Speaker Recognition in
Noisy Environments

A Toolbox for Speaker Recognition in Noisy Environments



The integration of voice control into connected devices is expected to improve the efficiency and comfort of our daily lives. However, the underlying biometric systems often impose constraints on the individual or the environment during interaction (e.g., quiet surroundings). Such constraints have to be surmounted in order to seamlessly recognize individuals. In this paper, we propose an evaluation framework for speaker recognition in noisy smart living environments. To this end, we designed a taxonomy of sounds (e.g., home-related, mechanical) that characterize representative indoor and outdoor environments where speaker recognition is adopted. Then, we devised an approach for off-line simulation of challenging noisy conditions in vocal audios originally collected under controlled environments, by leveraging our taxonomy.
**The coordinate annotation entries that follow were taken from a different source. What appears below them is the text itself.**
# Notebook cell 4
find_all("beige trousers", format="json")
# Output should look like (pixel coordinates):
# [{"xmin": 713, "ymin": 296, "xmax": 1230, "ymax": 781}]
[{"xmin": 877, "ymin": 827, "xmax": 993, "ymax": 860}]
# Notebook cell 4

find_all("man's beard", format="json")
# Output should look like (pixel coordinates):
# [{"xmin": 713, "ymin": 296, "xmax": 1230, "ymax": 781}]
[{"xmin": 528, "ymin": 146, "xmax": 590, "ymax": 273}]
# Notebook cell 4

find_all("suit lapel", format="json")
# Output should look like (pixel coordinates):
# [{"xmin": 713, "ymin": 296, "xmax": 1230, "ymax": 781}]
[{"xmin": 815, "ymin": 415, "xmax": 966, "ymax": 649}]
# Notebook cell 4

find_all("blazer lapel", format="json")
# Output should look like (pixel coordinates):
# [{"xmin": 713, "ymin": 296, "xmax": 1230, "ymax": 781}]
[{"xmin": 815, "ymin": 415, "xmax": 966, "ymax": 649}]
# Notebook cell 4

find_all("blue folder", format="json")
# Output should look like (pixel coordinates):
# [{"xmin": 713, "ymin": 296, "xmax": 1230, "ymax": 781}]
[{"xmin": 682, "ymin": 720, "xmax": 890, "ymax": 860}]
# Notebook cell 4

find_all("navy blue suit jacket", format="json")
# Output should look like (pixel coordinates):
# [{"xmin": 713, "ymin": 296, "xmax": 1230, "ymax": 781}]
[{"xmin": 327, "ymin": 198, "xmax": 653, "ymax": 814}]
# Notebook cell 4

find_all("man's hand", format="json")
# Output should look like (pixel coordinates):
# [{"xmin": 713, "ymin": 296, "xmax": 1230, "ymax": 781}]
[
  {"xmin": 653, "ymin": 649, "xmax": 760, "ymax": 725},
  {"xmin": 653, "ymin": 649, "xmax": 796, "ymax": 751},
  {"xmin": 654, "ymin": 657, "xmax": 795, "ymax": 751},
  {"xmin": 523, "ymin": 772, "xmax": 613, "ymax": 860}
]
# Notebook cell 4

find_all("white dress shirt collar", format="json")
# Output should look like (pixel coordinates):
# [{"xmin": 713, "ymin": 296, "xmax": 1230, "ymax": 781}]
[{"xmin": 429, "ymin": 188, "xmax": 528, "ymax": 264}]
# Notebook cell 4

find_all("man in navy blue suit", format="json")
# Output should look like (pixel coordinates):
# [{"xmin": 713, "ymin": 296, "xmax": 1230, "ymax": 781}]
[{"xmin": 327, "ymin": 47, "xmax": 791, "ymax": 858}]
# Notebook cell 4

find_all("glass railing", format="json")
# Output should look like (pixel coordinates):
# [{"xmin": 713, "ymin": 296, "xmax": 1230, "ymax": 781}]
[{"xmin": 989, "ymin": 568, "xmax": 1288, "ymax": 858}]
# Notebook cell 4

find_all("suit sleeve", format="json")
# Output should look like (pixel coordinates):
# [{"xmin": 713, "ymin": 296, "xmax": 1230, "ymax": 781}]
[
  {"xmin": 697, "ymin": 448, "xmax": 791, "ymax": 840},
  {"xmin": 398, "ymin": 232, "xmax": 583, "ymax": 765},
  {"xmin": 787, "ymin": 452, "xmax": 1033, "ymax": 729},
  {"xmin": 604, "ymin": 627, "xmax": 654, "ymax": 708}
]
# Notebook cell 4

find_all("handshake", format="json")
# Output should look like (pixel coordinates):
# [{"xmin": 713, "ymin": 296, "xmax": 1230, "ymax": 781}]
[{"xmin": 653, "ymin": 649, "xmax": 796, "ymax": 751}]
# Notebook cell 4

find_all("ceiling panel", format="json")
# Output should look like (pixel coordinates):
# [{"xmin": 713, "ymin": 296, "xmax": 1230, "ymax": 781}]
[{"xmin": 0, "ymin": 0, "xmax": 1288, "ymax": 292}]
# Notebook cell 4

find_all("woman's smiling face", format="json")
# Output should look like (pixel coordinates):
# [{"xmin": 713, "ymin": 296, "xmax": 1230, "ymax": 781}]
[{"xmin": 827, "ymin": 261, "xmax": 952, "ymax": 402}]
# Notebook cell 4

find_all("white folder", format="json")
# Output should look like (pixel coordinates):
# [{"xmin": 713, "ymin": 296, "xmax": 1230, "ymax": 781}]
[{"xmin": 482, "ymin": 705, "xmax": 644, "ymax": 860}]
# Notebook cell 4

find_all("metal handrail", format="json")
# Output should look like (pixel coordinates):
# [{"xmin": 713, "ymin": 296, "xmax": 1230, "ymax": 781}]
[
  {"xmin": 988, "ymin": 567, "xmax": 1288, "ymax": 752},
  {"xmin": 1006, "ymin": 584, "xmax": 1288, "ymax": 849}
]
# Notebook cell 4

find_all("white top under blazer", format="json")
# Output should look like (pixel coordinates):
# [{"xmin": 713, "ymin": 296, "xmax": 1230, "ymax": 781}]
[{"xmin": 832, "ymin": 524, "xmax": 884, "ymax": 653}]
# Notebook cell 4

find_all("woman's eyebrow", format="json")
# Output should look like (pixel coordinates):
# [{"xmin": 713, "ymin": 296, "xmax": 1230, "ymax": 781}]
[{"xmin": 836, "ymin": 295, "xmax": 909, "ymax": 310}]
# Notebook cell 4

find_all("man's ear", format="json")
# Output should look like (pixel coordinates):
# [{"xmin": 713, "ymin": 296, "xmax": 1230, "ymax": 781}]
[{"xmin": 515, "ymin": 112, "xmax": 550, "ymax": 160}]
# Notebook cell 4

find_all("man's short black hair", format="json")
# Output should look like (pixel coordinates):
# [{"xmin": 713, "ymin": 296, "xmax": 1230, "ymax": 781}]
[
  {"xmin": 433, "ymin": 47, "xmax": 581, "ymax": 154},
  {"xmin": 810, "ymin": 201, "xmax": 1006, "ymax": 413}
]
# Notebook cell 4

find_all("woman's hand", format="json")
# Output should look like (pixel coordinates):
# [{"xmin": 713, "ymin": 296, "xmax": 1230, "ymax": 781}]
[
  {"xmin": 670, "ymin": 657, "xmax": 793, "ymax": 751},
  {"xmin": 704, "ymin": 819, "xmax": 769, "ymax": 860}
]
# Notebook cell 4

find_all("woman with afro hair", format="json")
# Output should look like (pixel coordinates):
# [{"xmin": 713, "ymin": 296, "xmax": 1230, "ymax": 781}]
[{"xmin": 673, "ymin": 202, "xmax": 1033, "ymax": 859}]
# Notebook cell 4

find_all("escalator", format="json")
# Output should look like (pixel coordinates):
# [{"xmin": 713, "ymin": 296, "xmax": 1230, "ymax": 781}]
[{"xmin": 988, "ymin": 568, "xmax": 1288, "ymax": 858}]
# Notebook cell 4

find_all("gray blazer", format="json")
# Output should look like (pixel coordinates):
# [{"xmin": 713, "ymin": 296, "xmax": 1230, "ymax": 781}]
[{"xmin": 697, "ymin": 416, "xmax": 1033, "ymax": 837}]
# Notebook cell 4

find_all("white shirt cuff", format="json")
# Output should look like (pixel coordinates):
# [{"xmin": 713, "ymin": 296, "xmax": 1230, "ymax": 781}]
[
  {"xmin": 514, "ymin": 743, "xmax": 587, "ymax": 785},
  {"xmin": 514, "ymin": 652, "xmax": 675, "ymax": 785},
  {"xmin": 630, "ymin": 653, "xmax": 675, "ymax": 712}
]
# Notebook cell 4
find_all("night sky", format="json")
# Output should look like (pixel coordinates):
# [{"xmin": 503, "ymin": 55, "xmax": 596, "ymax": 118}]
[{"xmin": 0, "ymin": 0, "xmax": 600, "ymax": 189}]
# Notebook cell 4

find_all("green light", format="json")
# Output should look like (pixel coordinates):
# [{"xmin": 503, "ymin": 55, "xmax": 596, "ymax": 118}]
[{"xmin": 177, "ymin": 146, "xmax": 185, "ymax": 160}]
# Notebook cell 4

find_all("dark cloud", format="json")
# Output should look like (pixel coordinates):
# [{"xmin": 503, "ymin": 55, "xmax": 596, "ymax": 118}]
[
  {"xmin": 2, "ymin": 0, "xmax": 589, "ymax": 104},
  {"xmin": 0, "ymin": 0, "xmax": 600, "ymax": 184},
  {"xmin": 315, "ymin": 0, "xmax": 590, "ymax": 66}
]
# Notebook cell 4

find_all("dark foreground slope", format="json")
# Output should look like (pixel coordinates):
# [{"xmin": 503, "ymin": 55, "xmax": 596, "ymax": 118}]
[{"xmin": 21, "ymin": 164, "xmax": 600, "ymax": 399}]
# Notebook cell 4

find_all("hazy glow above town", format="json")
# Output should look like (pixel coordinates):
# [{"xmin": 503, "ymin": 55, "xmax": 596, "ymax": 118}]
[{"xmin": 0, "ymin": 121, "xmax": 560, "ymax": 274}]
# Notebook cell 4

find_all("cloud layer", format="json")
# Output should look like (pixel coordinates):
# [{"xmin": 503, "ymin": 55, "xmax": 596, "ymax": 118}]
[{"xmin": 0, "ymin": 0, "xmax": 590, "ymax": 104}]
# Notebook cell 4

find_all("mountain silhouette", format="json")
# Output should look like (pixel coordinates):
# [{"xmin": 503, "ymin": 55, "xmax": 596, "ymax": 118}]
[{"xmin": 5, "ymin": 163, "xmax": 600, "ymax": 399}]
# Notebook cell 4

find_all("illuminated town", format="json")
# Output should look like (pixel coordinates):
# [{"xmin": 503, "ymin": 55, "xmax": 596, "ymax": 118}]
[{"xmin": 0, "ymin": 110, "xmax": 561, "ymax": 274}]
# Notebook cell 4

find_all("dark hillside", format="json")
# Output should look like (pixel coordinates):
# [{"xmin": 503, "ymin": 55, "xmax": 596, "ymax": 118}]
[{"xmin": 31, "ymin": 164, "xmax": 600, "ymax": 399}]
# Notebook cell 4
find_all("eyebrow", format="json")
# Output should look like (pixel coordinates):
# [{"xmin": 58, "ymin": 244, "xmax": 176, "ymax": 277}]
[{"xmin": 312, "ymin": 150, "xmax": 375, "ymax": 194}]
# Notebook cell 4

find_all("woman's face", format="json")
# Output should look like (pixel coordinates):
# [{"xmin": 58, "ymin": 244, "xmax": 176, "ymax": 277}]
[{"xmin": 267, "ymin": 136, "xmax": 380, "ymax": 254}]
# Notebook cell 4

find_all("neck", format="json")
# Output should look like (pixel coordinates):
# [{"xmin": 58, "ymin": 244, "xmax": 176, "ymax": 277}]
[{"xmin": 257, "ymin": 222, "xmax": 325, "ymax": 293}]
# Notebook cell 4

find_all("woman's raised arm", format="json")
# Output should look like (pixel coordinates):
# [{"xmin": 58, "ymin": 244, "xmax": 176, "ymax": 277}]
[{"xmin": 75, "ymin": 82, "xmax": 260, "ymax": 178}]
Our approach adds a (combination of) sound(s) belonging to the target environment into the current vocal example. Experiments on a large-scale public dataset and two state-of-the-art speaker recognition models show that adding certain background sounds to clean vocal audio leads to a substantial deterioration of recognition performance. In several noisy settings, our findings reveal that a speaker recognition model might end up to make unreliable decisions. Our framework is intended to help system designers evaluate performance deterioration and develop speaker recognition models more robust to smart living environments.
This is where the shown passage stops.